West of Huntly in a predominantly pastoral catchment, Lake Waahi is the third largest lake in the lower Waikato. It receives water from a range of sources and discharges to the Waikato River via Waahi Stream.

Lake Waahi has been considerably affected by nutrients and sediment, ongoing issues related to its modification, riparian management, and exotic and invasive fish and plant species. Its level has been substantially reduced, and many of the surrounding wetlands converted to pasture for farming.

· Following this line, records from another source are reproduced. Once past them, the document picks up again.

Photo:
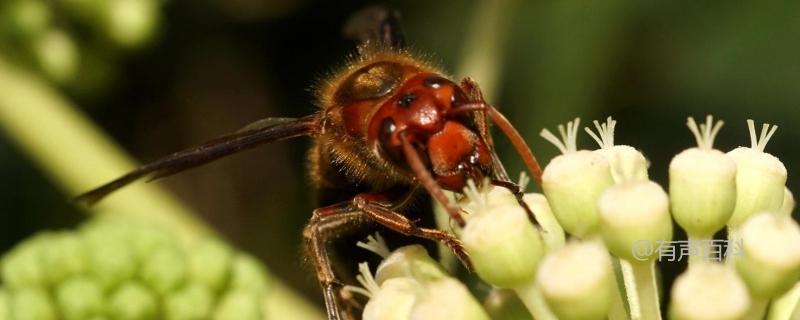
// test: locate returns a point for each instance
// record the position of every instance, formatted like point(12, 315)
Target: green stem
point(641, 288)
point(77, 156)
point(483, 48)
point(783, 307)
point(618, 311)
point(532, 297)
point(697, 241)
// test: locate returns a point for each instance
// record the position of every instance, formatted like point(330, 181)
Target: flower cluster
point(581, 260)
point(113, 268)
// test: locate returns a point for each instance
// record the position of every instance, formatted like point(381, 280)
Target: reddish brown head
point(422, 111)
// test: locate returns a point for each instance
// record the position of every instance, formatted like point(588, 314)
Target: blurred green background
point(161, 76)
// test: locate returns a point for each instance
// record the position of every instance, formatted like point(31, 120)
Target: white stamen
point(569, 137)
point(767, 131)
point(376, 244)
point(605, 133)
point(523, 181)
point(705, 133)
point(369, 287)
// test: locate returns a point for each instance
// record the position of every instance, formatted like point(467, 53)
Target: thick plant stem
point(640, 285)
point(77, 156)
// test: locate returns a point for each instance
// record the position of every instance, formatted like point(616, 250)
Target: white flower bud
point(618, 156)
point(577, 281)
point(447, 298)
point(410, 261)
point(394, 300)
point(503, 244)
point(702, 184)
point(709, 291)
point(760, 177)
point(770, 261)
point(573, 181)
point(632, 212)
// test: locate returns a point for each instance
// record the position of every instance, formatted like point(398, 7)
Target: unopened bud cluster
point(115, 269)
point(580, 261)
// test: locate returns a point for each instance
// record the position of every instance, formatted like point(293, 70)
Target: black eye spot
point(433, 82)
point(406, 100)
point(388, 128)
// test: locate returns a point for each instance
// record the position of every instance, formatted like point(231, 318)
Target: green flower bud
point(21, 267)
point(131, 23)
point(239, 304)
point(573, 181)
point(248, 274)
point(788, 203)
point(57, 55)
point(394, 300)
point(148, 238)
point(618, 156)
point(132, 301)
point(708, 291)
point(164, 270)
point(702, 183)
point(79, 298)
point(632, 213)
point(505, 304)
point(760, 177)
point(28, 18)
point(552, 233)
point(111, 262)
point(32, 304)
point(447, 298)
point(194, 301)
point(409, 261)
point(64, 256)
point(504, 246)
point(770, 261)
point(577, 281)
point(210, 263)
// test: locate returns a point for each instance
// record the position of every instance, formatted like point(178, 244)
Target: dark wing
point(257, 133)
point(376, 24)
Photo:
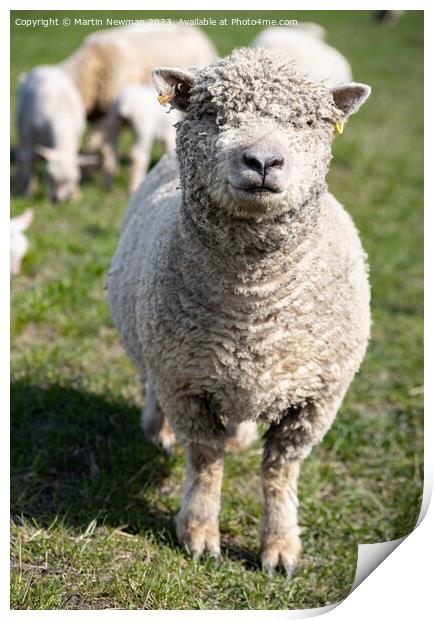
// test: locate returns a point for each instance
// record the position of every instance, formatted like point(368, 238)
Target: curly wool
point(234, 316)
point(251, 81)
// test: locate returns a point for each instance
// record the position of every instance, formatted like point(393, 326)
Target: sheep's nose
point(262, 163)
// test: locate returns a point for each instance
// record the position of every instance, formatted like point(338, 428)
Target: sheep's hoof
point(240, 437)
point(199, 537)
point(280, 551)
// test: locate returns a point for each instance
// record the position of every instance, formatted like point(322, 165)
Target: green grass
point(92, 503)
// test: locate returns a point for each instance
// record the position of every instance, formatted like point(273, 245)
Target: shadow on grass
point(78, 456)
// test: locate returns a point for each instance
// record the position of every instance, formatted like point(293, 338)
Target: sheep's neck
point(246, 250)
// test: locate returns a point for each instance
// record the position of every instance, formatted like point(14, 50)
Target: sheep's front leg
point(25, 179)
point(109, 148)
point(287, 445)
point(197, 522)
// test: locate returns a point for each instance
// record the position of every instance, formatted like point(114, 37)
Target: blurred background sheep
point(305, 45)
point(18, 240)
point(53, 102)
point(137, 107)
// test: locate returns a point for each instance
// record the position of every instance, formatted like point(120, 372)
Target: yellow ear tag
point(167, 96)
point(338, 127)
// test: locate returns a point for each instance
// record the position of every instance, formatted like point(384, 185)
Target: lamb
point(305, 45)
point(239, 285)
point(53, 101)
point(18, 241)
point(137, 106)
point(50, 121)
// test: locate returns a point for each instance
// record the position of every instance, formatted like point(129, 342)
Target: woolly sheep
point(239, 286)
point(18, 240)
point(53, 101)
point(306, 47)
point(137, 106)
point(50, 121)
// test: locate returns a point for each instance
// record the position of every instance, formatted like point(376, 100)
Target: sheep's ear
point(173, 86)
point(349, 97)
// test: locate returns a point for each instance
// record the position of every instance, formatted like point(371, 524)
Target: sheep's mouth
point(262, 189)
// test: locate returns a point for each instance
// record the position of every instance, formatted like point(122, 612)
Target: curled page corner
point(369, 557)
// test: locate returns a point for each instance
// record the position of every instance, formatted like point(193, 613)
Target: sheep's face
point(256, 138)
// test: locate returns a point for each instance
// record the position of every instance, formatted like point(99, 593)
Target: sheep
point(18, 241)
point(305, 45)
point(239, 285)
point(137, 106)
point(50, 120)
point(110, 60)
point(53, 101)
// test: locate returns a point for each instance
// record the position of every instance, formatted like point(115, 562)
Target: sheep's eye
point(209, 113)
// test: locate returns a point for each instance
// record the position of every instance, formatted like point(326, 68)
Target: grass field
point(92, 503)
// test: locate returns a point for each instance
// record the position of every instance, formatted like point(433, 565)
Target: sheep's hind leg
point(197, 522)
point(155, 425)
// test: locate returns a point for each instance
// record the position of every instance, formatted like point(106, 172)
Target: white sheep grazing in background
point(305, 45)
point(53, 101)
point(137, 106)
point(239, 285)
point(50, 120)
point(18, 240)
point(110, 60)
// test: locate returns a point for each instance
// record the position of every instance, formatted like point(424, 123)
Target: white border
point(401, 586)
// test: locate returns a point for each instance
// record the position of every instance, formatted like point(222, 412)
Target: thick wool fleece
point(234, 313)
point(110, 60)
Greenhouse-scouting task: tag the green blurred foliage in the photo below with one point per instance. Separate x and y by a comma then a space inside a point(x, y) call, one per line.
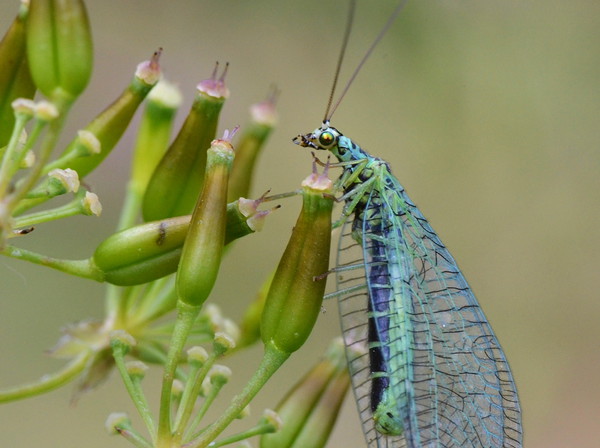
point(487, 112)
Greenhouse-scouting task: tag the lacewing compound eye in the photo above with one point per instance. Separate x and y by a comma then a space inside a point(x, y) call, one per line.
point(326, 139)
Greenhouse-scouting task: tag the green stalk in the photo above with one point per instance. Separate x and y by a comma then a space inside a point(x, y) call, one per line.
point(48, 382)
point(272, 360)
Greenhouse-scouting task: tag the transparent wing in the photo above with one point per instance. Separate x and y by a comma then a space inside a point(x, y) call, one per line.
point(451, 381)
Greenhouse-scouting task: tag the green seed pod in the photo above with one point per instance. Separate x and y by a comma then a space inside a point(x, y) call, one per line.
point(142, 253)
point(294, 300)
point(154, 133)
point(263, 119)
point(15, 79)
point(175, 184)
point(310, 409)
point(111, 123)
point(250, 324)
point(152, 250)
point(59, 48)
point(203, 246)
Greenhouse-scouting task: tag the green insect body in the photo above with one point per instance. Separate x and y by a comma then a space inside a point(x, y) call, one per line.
point(431, 372)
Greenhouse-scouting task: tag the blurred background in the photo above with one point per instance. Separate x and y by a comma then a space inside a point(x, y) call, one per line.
point(488, 113)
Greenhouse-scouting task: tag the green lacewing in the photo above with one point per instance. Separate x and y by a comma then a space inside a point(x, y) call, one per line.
point(427, 369)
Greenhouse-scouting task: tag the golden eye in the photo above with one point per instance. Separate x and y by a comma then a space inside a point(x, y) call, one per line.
point(326, 139)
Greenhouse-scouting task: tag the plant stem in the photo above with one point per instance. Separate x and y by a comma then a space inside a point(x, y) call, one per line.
point(47, 382)
point(186, 315)
point(80, 268)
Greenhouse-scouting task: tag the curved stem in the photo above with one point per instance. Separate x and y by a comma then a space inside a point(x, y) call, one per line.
point(47, 382)
point(80, 268)
point(271, 361)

The lake has played a significant role in commercial coal mining operations since 1876, both as a water source, and a receiving environment for discharges. Coal mining has contributed large quantities of sediment to the lake, altering the lake’s colour, clarity and chemistry. Coal mining was reportedly responsible for up to 90 per cent of the sediment entering the lake at times.

Waikato Regional Council has monitored the water quality of Lake Waahi since September 1995, and installed a monitoring buoy in 2014 to collect real-time information. Recent monitoring results indicate the lake has low water clarity, high nutrient levels, and high phytoplankton density. Blue-green algae have been abundant in recent years.

Lake Waahi is identified as a priority 1 waterbody for stock exclusion in the Waikato Regional Plan. Planting and fencing have been undertaken as part of a collaborative project between Solid Energy, Waikato Regional Council, and private landowners, with additional funding support from WCEET.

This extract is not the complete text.